So go ahead a try it and tell us.

Announcing the OpenERP corner.

I’m starting a new “column” in this blog. I call it the “OpenERP corner”. It’s going to be about anything I think is lacking in the OpenERP Book or somewhat misguiding in it’s technical documentation as well.

I think this column might help others like me seeking for orientation. It’s not intended to be accurate and will probably start some debate. That’s what I want.

I cannot reach for accuracy because OpenERP is a moving target. It changes on a daily basis. Also my blog time is being reduced to less than an hour per week and covering any OpenERP topic will take several hours. Anyway the “most accurate” place for seeking current information would be the help forum. And since I’m offline 99% of the time (guess why) I cannot participate much there.

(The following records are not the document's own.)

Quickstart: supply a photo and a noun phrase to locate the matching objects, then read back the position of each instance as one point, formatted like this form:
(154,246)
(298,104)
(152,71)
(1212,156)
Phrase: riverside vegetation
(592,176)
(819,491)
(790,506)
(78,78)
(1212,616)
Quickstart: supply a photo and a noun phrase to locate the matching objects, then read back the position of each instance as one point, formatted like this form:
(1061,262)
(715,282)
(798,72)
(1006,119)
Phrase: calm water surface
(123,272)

The debate stuff is more like a hope. Engaging in a debate (if not lead to a flame war of taste) is always enlightening. I might as well be wrong when I say something, so that leaves space to be corrected (and taught).

So let’s stop now into this introduction and start writing my first post for the “OpenERP corner”.

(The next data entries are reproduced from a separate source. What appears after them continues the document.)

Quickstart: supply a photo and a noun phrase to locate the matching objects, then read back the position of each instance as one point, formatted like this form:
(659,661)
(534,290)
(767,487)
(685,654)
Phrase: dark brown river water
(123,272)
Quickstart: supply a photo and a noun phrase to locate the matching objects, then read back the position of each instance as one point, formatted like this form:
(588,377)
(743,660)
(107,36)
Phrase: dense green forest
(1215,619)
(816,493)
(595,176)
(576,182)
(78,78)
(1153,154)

See you in a couple of weeks.

The productivity of tomorrow trumps that of today

That’s probably harsh, but I think it is absolutely right. Doing crappy software today to be more productive today will make you less productive tomorrow. It’s this simple. And that’s cumulative too; meaning that if you neglect your future productivity, it will be slowly diminishing until a point of negative competitive disadvantage where you’ll find yourself struggling to keep up instead of innovating.

And it’s so damn exhausting to explain why…

Software complexity does not come from the tools, but from the mental framework required (and imposed at times) to understand it. So don’t ever think measuring Cyclomatic Complexity (CC) and other similar metrics will yield something close to the true measure of the quality of your code.

There are only two hard things in Computer Science: cache invalidation and naming things.

—Phil Karlton

def _check(l):
    if len(l) <= 1:
       return l
    l1, l2 = [], []
    m = l[0]
    for x in l[1:]:
       if x <=m :
          l1.append(x)
       else:
          l2.append(x)
    return _check(l1) + [m] +_check(l2)

This code has a nice CC of 4 which is very nice; yet it will take you at least a minute to figure out what it does. If only I had chosen to name the function quicksort

>>> _check([84, 95, 89, 4, 77, 24, 95, 86, 70, 16])
[4, 16, 24, 70, 77, 84, 86, 89, 95, 95]

A quiz in less than 5 seconds: What does it mean in OpenERP’s ORM the following lines of code?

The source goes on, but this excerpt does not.